Round the Rock is the largest SUP event in the Pacific Northwest, and welcomes every skill level, including beginners and kids. On Saturday, September 7, at Seattle’s Seward Park on Lake Washington, you can compete in the main event, a 13-mile race around Mercer Island for $10,000 in prize money. The race is organized in board length classes and has an extra layer of suspense with the 'Sweep or Weep' aspect, meaning those with shorter boards have the chance to steal the prize from those on longer boards. This pumps up the competition and makes the finish line dash even more exciting.
There’s also a 3.5-mile race following the shoreline of Seward Park. Spectators may follow along on the bike path or just take in the incredible sight of all those people standing on the lake. A team relay race and kid’s race for children ages 7-14 will round out the fun. Enjoy food, music, a beer garden and free board demos from retailers and manufacturers post race.
It’s a supportive crowd. “One year, when the last finisher was far behind and the safety boats were encouraging her to give up and get in the boat, she said, ‘to hell with that, I’m finishing,’ and she refused to get in the boat,” recalls Jeff Underwood, co-founder, Round the Rock. “Everyone, including elite athletes from all over the world, formed a paddle tunnel for her to run under when she crossed the finish line. It was quite inspirational.”
Round the Rock was created by Jeff Underwood and Dan Eberhardt, college buddies who launched their business, Northwest Paddle Surfers in 2009. Two locations in Kirkland and one in Lake Chelan State Park offer rental SUPs, instruction, and SUP yoga.
Paddle boarding has grown considerably in the last few years, virtually exploding in the water rich Pacific Northwest. “I believe SUP is the fastest growing water sport on the planet,” says Underwood. He recommends Lake Washington and Lake Union for people just starting out for the warm and calm summer water, and the Sound for its abundant sea life. “Calm waters and days with light wind are best,” he says. “Warmer water and lakes instead of the Sound, in case a splash down occurs. Wet suits are not advised, unless you’re hitting the waves in our cold ocean waters, as you will overheat.”
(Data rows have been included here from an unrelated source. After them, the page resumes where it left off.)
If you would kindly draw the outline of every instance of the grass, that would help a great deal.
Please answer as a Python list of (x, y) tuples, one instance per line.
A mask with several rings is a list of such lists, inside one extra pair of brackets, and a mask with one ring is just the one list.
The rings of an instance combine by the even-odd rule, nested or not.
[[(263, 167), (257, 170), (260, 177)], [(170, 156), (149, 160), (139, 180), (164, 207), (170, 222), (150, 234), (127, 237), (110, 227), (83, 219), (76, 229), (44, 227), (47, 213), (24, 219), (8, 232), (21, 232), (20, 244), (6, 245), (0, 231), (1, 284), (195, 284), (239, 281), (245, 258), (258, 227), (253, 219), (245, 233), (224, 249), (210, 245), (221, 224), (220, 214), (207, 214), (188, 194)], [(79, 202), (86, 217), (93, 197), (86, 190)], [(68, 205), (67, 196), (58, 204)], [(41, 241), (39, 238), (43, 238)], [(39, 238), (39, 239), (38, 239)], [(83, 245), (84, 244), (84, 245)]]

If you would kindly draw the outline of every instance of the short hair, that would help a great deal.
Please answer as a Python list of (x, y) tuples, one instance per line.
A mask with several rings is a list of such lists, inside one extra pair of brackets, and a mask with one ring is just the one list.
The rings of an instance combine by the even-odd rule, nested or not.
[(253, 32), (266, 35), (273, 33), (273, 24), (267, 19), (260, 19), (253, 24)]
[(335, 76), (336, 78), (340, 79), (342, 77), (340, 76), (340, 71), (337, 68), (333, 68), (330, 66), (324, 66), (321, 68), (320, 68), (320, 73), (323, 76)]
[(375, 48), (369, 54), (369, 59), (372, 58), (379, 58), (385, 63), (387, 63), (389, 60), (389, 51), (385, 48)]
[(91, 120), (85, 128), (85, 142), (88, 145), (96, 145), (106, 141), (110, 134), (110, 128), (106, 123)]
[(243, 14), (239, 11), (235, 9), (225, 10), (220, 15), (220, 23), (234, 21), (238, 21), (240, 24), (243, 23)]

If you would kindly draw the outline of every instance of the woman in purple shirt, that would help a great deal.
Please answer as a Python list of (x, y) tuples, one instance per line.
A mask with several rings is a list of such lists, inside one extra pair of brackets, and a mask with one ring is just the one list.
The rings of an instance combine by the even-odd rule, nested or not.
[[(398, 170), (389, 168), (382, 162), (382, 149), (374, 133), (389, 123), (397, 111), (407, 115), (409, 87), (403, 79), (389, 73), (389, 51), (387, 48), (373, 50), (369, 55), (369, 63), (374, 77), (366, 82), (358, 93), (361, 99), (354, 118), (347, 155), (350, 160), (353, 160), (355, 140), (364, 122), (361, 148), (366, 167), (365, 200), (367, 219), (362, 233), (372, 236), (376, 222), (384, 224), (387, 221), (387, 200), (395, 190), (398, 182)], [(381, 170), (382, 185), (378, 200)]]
The great thing about paddle boarding in Seattle is that there are so many options. “You can do it everywhere,” says Underwood. “We are blessed with water! You can also do it year-round. Whether it’s surfing ocean waves, running white water on rivers, or leisurely paddling calm, flat waters on lakes and bays, there’s a place for all levels to get out and enjoy themselves on a paddle board.”
So if this year's Round the Rock inspires you to get out on your board in the Seattle area, you've got options!